Table 4. The result of comparing of rules generated by approaches

In addition to, we compare rules generated by each approach and show the result in Table 5. The denominator shows the total number of classification rules and the numerator shows the number of common classification rules. When there is not the overlapping region between each class, the classification rules generated by each approach are same. Fewer than half of classification rules generated by our approach are same as the classification rules generated by the conventional decision tree algorithm. Table 5 shows the accuracy of classification rules generated by the conventional approach is better than the accuracy of our approach. The classification rules generated by our approach are worse than rules generated by the conventional rules.

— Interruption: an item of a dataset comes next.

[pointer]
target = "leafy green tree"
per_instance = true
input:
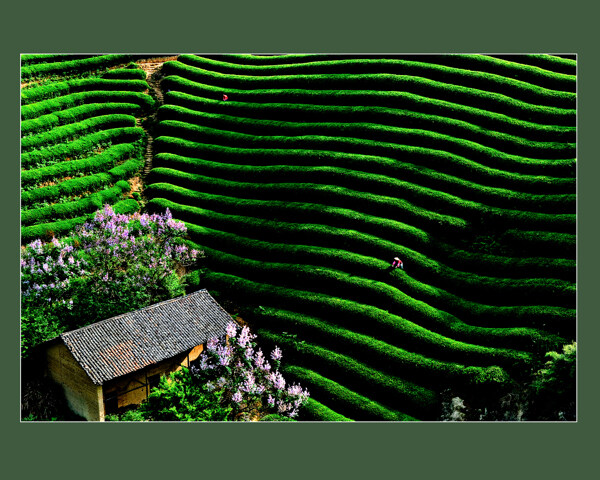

Table 5. The result of comparing between DT and UA

According to the experimental results, it is difficult to say our approach is better than the conventional approach. Our approach, however, is better than others in a few cases. So, it is worth using the rough set theory to generate the decision tree. Selecting our approach and the conventional approach is possible to enhance the accuracy of the decision tree. Our future works are as follow. We continue experiments with other datasets which have more attributes and patterns in order to identify the feature of datasets for using our approach. After that, we select the conventional approach or our approach based on the feature of given datasets. We also consider to use our idea when we generate child nodes, because the decision tree learning algorithm is implemented as the recurrence function and the dataset changes on recurrence process. Moreover, we can cut out conflicted data items which have same attributes set but belong to different class using the lower approximate, so, we reconsider the lower approximate, too. Alongside of modification our approach, we evaluate our modified approach with some open datasets and real-world datasets.

6 Conclusion

In this paper, we proposed a modified decision tree learning algorithm. We have improved the conventional decision tree learning algorithm using rough set theory. Our approach generates the decision tree as follows. First, our approach gets the upper approximate for each class. Next, it generates the decision tree from each upper approximate. Each decision tree shows whether the data item is in this class or not. Our approach classifies the unlabeled data item using every decision trees and integrates the outputs of these decision trees to decide the class of unlabeled data item. We evaluated our method using mechanically-prepared datasets whose the proportion of overlap of classes in datasets differs. Experimental result shows our approach is better than the conventional approach when the dataset has the high proportion of overlap of classes and few data items which have the same set of attributes, i.e., the dataset is uncertain and small. So, we guess it is possible to get better classification rules from uncertain and dispersed datasets using our approach, such as medical datasets. However, we don’t use enough datasets to show this advantage in this experiment. In order to evaluate and enhance our approach, we prepare various and big datasets and analyze them by our approach. After improving our approach based on experimental results, we analyze some open and real-world datasets using our approach and the other approaches and evaluate our approach based on the results.